Re: [MarkLogic Dev General] How to get different facet counts for different searchable-expression in Search API

Michael Blakeley Thu, 10 Nov 2011 09:27:31 -0800

I wouldn't jump into setting fragment roots. Fragment rules are a mistake in at 
least 80% of applications.


If you fragment your documents, you won't be able to search them as documents 
very easily. Any query that crosses fragment boundaries has to be implemented 
as some sort of join, and the server doesn't do much of anything for you in 
those cases. So if you have 'head' and 'body', like xhtml, and you fragment on 
'head'... now the search API can't help you with searches constraints that 
check both head and body.

Aside from that, adding fragments increases both memory utilization and disk 
utilization.

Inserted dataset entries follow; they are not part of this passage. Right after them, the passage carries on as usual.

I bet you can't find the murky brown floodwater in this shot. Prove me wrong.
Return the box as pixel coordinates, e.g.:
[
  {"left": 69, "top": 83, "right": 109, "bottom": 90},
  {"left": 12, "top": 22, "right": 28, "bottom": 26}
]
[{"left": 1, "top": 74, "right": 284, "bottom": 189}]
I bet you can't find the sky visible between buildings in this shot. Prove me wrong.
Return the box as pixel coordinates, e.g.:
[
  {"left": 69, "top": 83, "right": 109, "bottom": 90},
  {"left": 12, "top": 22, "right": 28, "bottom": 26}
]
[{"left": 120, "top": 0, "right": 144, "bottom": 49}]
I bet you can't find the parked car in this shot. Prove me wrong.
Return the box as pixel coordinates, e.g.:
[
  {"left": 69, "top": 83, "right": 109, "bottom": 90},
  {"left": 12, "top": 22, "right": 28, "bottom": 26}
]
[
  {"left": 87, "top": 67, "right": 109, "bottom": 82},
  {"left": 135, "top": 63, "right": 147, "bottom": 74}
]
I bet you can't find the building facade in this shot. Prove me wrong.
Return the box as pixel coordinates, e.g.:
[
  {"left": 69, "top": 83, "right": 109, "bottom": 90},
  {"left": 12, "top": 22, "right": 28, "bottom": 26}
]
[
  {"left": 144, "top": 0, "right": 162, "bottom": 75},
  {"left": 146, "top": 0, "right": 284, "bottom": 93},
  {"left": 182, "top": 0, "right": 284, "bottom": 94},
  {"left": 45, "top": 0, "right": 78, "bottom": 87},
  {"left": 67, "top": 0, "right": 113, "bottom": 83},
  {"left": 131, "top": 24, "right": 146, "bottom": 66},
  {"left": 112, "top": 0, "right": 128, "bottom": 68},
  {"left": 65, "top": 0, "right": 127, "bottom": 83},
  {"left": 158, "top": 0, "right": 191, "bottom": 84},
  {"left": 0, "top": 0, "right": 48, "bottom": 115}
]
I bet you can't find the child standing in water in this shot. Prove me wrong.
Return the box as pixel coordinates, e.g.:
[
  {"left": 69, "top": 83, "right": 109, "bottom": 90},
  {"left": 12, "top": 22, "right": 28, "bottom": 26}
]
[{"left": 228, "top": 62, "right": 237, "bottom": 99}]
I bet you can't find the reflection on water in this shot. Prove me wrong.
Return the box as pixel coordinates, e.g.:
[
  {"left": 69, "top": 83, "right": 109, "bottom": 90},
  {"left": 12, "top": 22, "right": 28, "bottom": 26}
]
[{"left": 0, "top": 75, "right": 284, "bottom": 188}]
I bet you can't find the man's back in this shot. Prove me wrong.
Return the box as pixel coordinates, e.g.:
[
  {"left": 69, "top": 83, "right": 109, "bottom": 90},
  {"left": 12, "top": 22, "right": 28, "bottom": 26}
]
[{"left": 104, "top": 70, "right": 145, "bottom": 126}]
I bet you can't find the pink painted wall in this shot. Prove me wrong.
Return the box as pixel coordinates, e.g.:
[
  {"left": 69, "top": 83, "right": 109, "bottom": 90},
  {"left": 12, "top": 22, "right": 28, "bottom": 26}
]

But usually the effect on queries and indexing is paramount.

When should you use fragments? Mostly for large documents that cannot be broken 
apart for intrinsic reasons. Large means that the typical tree size is larger 
than system's on-die cache size. "Cannot be broken apart" means "cannot", not 
"that would resemble work".

For example, an RDBMS will often export a table as a giant document with 
row-oriented child elements. Don't fragment that. Break it up. This is a 
document-oriented environment, so map each row to a document.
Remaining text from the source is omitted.